Flake’s first reason was the fact that special libraries were found in most institutions in his day because they cannot trust other sources for its library sevices. These institutions include universities, colleges, high schools, hospitals, prisons, businesses, and law offices all had libraries focused on their concerns and needs. He also mentions "rental" libraries that focused on commercial purposes. Church libraries are considered special libraries to this day. Leona Lavender Althoff wrote: "The church library has the special privilege of bringing books to serve people who ordinarily do not seek them in other libraries." (The Church Library Manual (1934), p. 13)
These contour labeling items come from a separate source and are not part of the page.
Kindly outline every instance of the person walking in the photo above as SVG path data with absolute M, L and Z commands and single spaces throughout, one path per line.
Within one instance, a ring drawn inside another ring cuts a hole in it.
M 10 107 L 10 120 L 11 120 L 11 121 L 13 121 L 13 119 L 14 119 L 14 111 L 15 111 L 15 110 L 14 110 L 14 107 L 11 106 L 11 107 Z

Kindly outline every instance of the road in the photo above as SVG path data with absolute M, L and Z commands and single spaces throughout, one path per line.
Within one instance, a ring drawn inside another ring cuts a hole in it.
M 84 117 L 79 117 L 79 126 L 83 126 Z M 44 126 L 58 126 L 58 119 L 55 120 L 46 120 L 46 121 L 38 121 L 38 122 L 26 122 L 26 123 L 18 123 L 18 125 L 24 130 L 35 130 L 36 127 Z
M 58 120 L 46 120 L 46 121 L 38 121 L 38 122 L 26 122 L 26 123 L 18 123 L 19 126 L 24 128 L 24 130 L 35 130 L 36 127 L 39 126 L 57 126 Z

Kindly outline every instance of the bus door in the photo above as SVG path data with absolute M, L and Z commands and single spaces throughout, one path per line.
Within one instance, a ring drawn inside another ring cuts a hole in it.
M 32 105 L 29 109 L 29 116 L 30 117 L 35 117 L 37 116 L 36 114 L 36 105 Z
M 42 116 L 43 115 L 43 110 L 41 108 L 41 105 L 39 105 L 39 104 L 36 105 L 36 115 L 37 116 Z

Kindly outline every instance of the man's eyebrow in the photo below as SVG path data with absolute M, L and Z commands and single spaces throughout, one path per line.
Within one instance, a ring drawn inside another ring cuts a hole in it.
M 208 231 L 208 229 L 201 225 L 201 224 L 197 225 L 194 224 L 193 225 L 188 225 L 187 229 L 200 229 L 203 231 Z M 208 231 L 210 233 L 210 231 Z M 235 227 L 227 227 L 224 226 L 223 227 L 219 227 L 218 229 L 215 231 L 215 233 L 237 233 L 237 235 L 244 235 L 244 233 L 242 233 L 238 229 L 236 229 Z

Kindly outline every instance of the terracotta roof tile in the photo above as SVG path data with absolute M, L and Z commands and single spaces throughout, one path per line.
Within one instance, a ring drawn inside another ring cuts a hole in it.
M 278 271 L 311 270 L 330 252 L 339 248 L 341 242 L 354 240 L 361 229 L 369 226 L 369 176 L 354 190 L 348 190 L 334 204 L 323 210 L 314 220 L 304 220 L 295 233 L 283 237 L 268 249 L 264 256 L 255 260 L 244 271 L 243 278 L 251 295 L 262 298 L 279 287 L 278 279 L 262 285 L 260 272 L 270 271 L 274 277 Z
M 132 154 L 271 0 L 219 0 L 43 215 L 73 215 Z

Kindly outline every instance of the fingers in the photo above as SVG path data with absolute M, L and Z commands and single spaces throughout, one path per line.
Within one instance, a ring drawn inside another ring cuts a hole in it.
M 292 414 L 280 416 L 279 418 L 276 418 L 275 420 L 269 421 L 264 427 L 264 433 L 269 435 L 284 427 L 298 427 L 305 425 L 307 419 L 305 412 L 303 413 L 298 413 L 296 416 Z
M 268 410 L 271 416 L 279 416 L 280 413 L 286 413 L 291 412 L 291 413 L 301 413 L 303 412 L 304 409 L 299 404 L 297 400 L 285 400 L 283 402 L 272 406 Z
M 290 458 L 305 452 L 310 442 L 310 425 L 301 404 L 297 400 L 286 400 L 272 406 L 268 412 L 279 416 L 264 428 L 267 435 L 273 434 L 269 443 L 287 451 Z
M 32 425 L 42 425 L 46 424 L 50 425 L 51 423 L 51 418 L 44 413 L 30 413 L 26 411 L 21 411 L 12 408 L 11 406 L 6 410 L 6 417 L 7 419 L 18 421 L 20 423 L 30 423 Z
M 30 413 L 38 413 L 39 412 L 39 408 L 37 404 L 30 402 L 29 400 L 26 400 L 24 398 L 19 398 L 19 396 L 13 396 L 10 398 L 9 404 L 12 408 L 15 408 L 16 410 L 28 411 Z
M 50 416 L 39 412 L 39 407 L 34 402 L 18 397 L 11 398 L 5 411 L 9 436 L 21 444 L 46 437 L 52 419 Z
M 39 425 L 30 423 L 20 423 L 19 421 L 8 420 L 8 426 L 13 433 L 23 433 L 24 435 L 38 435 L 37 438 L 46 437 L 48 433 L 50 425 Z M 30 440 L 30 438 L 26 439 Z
Althoff went on to write: "Every church is sorely missing a real opportunity for spiritual service until it establishes and utilizes a good library of its very own." (p. 14).
What about today?
Just shortly after transitioning my church's library to a broader ministry called the Enrichment Center, we discovered many people in our church used the public library. They verbally would tell our team that they did not need the church library. When we shared that we offered the same services that the public library did, they were surprised. They had no idea we had an online catalog and that they could email us what they wanted so that we could have it ready for them. And they were surprised we were open all the time with our self-checkout system. They are gradually starting to use our online catalog and include our library in their routines now.
What are your thoughts about today compared to what Flack and Althoff wrote about their day (1930s)? What about our "opportunities for spiritual service"? Are your public libraries offering spiritual reading services today?